Zito acknowledged that he was "definitely" disappointed he didn't get his moment with the fans.
"There's not a lot of chances for closure in sports," Zito said after tossing five innings of four-hit ball. "There's never really goodbyes."
To change that, Zito hung around the dugout after the game, signing autographs and greeting fans. He was too committed to the start and living in the present to step back and soak in what could be his final moments on AT&T Park's mound, but things began to come into perspective when it was all over.
"I wanted to come out in this last one with my best effort and throw every pitch with the most focus I could," Zito said. "To be able to get this one against the Dodgers and do it at home and come out and see the fans, it was very special."

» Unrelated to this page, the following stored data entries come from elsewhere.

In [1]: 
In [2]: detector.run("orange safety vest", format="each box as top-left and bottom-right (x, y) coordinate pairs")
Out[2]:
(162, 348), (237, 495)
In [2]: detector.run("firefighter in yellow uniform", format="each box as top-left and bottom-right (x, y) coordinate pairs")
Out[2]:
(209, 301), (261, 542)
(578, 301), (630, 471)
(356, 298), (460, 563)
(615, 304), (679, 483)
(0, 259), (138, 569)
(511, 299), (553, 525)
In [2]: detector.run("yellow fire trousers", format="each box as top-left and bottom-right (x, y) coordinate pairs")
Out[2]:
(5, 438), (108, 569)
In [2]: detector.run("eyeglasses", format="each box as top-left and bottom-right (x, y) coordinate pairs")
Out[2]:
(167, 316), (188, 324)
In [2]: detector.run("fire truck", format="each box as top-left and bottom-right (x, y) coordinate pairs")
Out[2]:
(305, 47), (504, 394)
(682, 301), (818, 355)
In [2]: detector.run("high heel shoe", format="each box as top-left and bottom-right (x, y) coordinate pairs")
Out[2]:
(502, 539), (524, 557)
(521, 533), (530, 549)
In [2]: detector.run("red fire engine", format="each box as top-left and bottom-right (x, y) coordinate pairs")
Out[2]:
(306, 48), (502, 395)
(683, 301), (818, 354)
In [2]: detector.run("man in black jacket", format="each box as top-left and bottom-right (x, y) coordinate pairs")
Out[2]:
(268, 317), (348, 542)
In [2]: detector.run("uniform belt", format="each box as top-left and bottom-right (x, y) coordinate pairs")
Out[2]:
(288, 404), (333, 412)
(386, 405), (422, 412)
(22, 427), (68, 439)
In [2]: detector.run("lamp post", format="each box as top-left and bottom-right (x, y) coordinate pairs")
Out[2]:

The 35-year old's tenure with the Giants has been classically up and down. Off the field, he got married, became a Christian and lost both of his parents. On the field, he won key games in the Giants' 2012 World Series run and suffered long spells of ineptitude.
"Overall," Bochy said. "It's been a joy to be with Barry. I couldn't be happier for him right now, to win tonight's game. ... There's not a better competitor."
Despite the joyous partnership with Bochy since they both came to San Francisco in 2007, Zito's future is uncertain. The Giants will likely opt to buy out his 2014 option for $7 million, but that doesn't preclude them from returning him at a discounted price.
"I definitely know I still love pitching," Zito said when asked what comes next. "I still love the game. It's still in my heart. And if I had any doubts, going out there tonight and getting the win was big.
"I'll go into this offseason, take a few weeks off, and see what my heart tells me."